FDM/GCCA: E sua experiência na Itália e na Europa? Naquela época o panorama europeu era dominado por uma visão muito crítica em relação à arquitetura e ao urbanismo moderno. Como estas posturas críticas transformaram e/ou interferiram na sua prática projetual?
HV: Após me formar, passei três anos na Europa, primeiramente em uma pós-graduação em urbanismo na La Sapienza, depois viajando pelo continente. Este período foi muito importante em minha formação, particularmente por que foi um momento de questionamento das soluções modernistas para a cidade e de valorização das pré-existências, do homem na comunidade onde estava inserido, do contexto, da rua e do pedestre, por parte de arquitetos como Aldo Rossi, o casal Smithson, Aldo Van Eyck, James Stirling, entre outros. O casal Smithson, por exemplo, não entendia a habitação apenas como espaço de moradia. Para eles, agregados a essa moradia estavam os espaços de convívio e os espaços públicos. A proposta deles para o concurso do Golden Lane tinha passagens aéreas, as street in the sky, que criariam possibilidades de encontros e de vida comunitária. Nesta época o Archigram ainda estava em alta e aprendi com eles que o arquiteto não define a arquitetura, mas que pode criar uma estrutura que a realidade transforma depois na obra final. O projeto não pode ser algo fechado, concluído e intocável, mas como um objeto inicial a ser transformado mediante as necessidades e as mudanças que o tempo requerer.
Outro arquiteto importante para mim foi o James Stirling. Veja só o edifício daquela galeria em Stuttgart (Neue Staatsgalerie), Ele buscou criar uma nova galeria de arte fazendo conexão com a antiga galeria de 1843 ao lado. O projeto novo é um U tradicional que faz referência ao neoclássico da antiga galeria, mas ele aproveita o declive do terreno como parte de um passeio arquitetural que direciona a passagem pública através do edifício. Ele buscou se integrar como o lugar e com o passado. É um projeto de grande sabedoria. Aliás, é isto que devemos procurar na história, sabedorias e não questões formais ou estéticas.

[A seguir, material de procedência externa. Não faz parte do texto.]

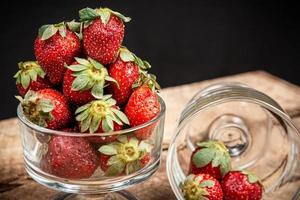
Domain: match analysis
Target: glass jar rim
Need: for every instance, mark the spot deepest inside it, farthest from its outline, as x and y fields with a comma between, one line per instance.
x=38, y=128
x=218, y=94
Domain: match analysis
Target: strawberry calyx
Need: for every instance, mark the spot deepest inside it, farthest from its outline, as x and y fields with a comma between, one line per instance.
x=213, y=152
x=145, y=78
x=126, y=155
x=128, y=56
x=102, y=111
x=252, y=178
x=193, y=189
x=48, y=30
x=90, y=74
x=88, y=14
x=148, y=79
x=37, y=110
x=28, y=71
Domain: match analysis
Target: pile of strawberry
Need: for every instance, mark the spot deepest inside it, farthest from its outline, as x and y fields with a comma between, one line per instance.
x=210, y=176
x=84, y=81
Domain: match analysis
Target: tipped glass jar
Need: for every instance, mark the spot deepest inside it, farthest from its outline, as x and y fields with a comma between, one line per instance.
x=259, y=134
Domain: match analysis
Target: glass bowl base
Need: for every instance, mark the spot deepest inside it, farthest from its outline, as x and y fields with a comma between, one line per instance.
x=120, y=195
x=91, y=187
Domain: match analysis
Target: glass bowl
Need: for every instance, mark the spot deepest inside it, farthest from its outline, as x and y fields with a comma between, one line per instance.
x=36, y=141
x=259, y=134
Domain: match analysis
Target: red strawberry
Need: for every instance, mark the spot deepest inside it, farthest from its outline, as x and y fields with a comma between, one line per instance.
x=70, y=157
x=126, y=155
x=241, y=185
x=101, y=116
x=142, y=106
x=47, y=108
x=30, y=77
x=55, y=46
x=125, y=70
x=201, y=186
x=211, y=158
x=103, y=33
x=84, y=81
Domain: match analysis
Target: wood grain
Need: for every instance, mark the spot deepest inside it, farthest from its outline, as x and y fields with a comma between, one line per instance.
x=16, y=184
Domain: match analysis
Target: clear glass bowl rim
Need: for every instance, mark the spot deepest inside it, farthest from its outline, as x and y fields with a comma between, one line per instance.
x=38, y=128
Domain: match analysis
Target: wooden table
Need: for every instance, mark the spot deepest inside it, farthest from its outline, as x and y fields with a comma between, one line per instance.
x=16, y=184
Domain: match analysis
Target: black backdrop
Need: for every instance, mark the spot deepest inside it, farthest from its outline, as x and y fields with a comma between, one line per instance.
x=185, y=41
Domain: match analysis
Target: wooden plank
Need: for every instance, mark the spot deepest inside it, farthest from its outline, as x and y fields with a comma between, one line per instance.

Estas influências foram importantes para mim, mas na verdade, aprendi a trabalhar com essas escalas maiores quando vim aqui para o Brasil. Aqui, eu aprendi por meio dos trabalhos que fizemos para os concursos que participamos. Devo mencionar a ótima experiência que tive com Joaquim Guedes, para quem fui trabalhar, logo quando cheguei ao Brasil, em um projeto de um hotel no Morumbi. Fiquei lá por três anos, quando o volume de trabalho do escritório era em planejamento urbano. É lógico que aprendi muito em uma cidade como São Paulo. Edifícios como o Conjunto Nacional de Libeskind e muitos edifícios no centro me impressionaram muito pela forma como traziam a cidade para dentro deles.
Já no meu próprio escritório, fizemos aqui trabalhos grandes e importantes, como o projeto da Luz e o projeto do Arco do Futuro aqui em São Paulo, e o Morar Carioca no Rio de Janeiro. São áreas urbanas imensas, estamos falando assim em áreas com 1600 hectares. Fizemos um projeto lá em Salvador muito grande para toda capital. Não sei se me esqueço de algum outro, mas esses são os principais. Depois fizemos os parques esportivos para as Olimpíadas, um trabalho muito importante em quase dois anos. Então, tive uma formação inicial da Udelar mais uma formação que eu fiz aqui no Brasil sem escola, em cima de trabalhos profissionais. Enfim, isso é o que posso dizer em relação a formação.